Taipei-Total foreign direct investment (FDI) approved by Taiwan's government in 2019 fell from a year earlier but still hit the fourth highest level on record because of investments in the local semiconductor and renewable energy sectors.
FDI approved by the Investment Commission in 2019 totaled about US$11.20 billion, down 2.14 percent from a year earlier because of a relatively high base of comparison in 2018, the commission said.
In historical terms, however, it was the fourth highest amount since FDI was first recorded in 1953, trailing only the US$15.3 billion in investment approved in 2007, US$13.9 billion in 2006, and US$11.4 billion in 2018.
Despite the small year-on-year drop in investment value, the number of approved applications rose 13.73 percent from a year earlier to 4,118 in 2019, the data showed.
The biggest approved investment was the commitment by U.S.-based dynamic random access memory chipmaker Micron Technology Inc. to pour an additional US$2.12 billion into Taiwan.
Also, Alphabet Inc. the parent company of U.S.-based search engine giant Google Inc., received approval to invest about US$835 million in its Taiwan operations, the commission said.

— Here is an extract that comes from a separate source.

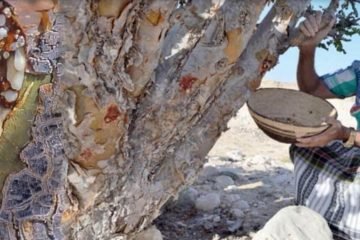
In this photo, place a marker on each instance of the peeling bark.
(141, 94)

With Taiwan developing offshore wind power, several foreign investors such as Yunlin Holding Gmb of Germany, Denmark's Orsted Wind Power TW Holding A/S, Macquarie Corporate Holdings Pty Ltd. of Australia and JERA Formosa 2 B.V. from the Netherlands, obtained the green light to invest a combined US$1.8 billion in Taiwan.
Approved investment from China was down 57.97 percent in 2019 to US$97.18 million, but the 143 applications for investments from China approved by the commission were up 1.42 percent from a year earlier, the data showed.

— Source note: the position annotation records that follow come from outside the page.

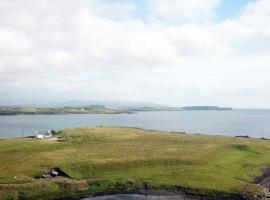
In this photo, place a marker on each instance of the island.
(206, 108)
(79, 162)
(96, 109)
(91, 109)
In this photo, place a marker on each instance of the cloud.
(183, 11)
(62, 50)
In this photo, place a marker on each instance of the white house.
(45, 135)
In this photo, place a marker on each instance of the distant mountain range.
(205, 108)
(108, 104)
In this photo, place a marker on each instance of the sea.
(253, 123)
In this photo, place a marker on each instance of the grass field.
(106, 159)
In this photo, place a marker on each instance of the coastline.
(99, 162)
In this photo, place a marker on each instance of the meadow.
(116, 159)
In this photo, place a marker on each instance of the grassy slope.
(197, 161)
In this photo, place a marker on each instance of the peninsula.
(106, 160)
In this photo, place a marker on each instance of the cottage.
(45, 135)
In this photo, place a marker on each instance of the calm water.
(137, 197)
(255, 123)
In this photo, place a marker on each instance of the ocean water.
(255, 123)
(137, 197)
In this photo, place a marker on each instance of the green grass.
(118, 159)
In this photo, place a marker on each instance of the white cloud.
(55, 50)
(183, 11)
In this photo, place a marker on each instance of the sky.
(178, 53)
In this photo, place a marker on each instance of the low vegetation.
(111, 160)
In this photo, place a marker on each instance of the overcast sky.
(174, 52)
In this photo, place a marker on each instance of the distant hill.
(108, 104)
(205, 108)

Since June 30, 2009, when the government lifted a ban on investments from China, a total of 1,371 applications from China committing to US$2.28 billion in investment have been approved, according to the commission.
Meanwhile, the commission approved US$6.85 billion in foreign-bound investment (not including China) in 2019, down 52.07 percent from 2018.
Much of the decline came on investment to non-Asia destinations, especially to holding companies in the Caribbean.
But outbound investment in countries targeted by the government's New Southbound Policy rose 16.16 percent from a year earlier to US$2.79 billion, largely focusing on Vietnam, Singapore, Thailand and Australia.
The New Southbound Policy promotes exchanges with the Association of Southeast Asian Nations, South Asian countries, Australia and New Zealand in a bid to reduce Taiwan's economic reliance on China.
The commission said the increase in investment in those countries indicated caution toward the Chinese market amid trade friction between Washington and Beijing.
That was also reflected in China-bound investment approved by the commission, which fell 51 percent from a year earlier to US$4.17 billion in 2019. It was the fourth consecutive year of year-on-year decline, the data showed.